The pilgrim

Publish date 24-08-2020

by Flaminia Morandi

He had been motionless for months, one leg broken in battle. During his convalescence, having finished the books of chivalrous exploits he liked, his sister-in-law had given him the lives of saints to read. He had begun to reflect on the different feelings that the two different readings aroused in him. When he was healed, he set out for Barcelona, ​​with the idea of ​​embarking for Jerusalem. Instead, after 660 kilometers on foot, he had stopped in Manresa: the whole journey had been a progressive illumination, a "feeling and tasting things interiorly", right down to the last, on the Cardoner river: God meets in all things.

During that pilgrimage, Ignatius of Loyola was inspired by the Spiritual Exercises, an interior journey to live more and more intertwined with God: a grace that then helped the Church to recover from Luther's wound and today continues to help many Christians, without 500 years have added a wrinkle of old age to the “Ignatian method”. Does it take a pilgrimage on foot to have a life-changing spiritual insight? Something must be there, if every year 13 million Christians go to Lourdes and Fatima, millions of Muslims go to Mecca, millions of Hindus bathe in the Holy Ganges in Varanasi and more or less 300 million people make religious tourism. On the Camino de Santiago you meet people with the most varied motivations, an incurable disease, a choice of life, the loss of a loved one or simply a challenge with themselves or a cut from the usual routine.

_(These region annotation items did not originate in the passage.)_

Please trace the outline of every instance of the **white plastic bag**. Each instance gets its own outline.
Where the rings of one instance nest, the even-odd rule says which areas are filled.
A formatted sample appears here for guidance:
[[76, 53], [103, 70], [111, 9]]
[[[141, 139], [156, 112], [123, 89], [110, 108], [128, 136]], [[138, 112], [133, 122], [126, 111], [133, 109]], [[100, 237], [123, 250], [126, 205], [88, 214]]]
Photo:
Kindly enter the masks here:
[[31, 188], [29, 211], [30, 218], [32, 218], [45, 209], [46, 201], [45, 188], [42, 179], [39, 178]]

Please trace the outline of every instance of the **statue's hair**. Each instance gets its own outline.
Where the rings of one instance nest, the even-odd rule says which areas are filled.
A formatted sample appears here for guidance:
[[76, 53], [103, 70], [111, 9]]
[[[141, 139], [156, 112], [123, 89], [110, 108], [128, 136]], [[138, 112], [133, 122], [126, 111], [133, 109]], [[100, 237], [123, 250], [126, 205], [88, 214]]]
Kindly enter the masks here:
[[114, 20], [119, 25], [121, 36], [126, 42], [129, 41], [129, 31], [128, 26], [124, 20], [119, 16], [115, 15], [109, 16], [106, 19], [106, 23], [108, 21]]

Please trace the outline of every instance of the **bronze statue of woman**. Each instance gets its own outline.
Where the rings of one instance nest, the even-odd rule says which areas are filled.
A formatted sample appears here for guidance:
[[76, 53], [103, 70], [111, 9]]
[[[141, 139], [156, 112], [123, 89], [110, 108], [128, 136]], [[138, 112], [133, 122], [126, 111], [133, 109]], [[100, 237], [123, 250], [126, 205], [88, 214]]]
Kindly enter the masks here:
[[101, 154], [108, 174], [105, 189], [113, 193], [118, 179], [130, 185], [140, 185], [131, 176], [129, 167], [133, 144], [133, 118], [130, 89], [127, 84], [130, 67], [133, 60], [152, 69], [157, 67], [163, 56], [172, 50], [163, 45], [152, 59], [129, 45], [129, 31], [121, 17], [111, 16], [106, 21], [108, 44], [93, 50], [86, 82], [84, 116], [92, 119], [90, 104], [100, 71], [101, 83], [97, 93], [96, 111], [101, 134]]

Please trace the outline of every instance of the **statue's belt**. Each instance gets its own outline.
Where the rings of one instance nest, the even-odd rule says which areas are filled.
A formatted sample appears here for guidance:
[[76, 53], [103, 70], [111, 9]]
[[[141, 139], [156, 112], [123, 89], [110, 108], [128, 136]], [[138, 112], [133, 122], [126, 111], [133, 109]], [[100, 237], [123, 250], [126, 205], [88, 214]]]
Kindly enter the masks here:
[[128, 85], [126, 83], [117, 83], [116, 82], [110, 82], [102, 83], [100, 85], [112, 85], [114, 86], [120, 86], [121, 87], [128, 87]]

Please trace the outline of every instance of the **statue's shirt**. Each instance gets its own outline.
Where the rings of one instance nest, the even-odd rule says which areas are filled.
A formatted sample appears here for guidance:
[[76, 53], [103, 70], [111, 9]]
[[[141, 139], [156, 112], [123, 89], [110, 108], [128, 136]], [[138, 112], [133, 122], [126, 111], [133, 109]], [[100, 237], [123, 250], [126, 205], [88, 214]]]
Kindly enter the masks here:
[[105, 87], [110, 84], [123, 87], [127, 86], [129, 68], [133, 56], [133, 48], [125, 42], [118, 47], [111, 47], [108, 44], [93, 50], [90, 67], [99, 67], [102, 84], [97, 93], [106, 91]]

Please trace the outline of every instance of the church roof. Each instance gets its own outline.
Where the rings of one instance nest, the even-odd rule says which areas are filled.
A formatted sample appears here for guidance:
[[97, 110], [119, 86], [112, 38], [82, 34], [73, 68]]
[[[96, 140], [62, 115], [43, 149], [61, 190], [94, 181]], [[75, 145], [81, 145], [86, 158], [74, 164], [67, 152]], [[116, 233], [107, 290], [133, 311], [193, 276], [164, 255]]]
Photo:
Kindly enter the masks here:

Everyone starts with a question inside, almost no one receives the grace he asked for when setting out, but the one he did not foresee: on returning he finds himself changed. What the anonymous author tells of the Russian pilgrim happens to everyone: he leaves to learn about the light, goes from church to church, listens to homilies and conferences. He hears that we must pray, he looks for a teacher and in the end he understands that the only authentic pilgrimage is the inner one. Words previously incomprehensible become clear to him, worship in Spirit and truth, the Kingdom of God is within you, the inexpressible groans of the Spirit, the glory of God, remain in me. In everything he sees an inner fire.

In the transfigured world the pilgrim is happy: "everything invited me to love and praise God: men, plants, animals, everywhere I saw the image of the Name of Jesus ...". You don't need breath and good legs for a real pilgrimage; the legs are God's desire, love for the journey with him, for the same falling and getting up knowing that he is always there, for the present lived with trust, for the wonders of which life in Christ is populated. The true pilgrim has perhaps never traveled, perhaps he is in a hospital bed, in his own room, in his own city, all his life. Like Ignatius: the last forty years lived in his little room without leaving Rome. By loving and serving God, wherever we are.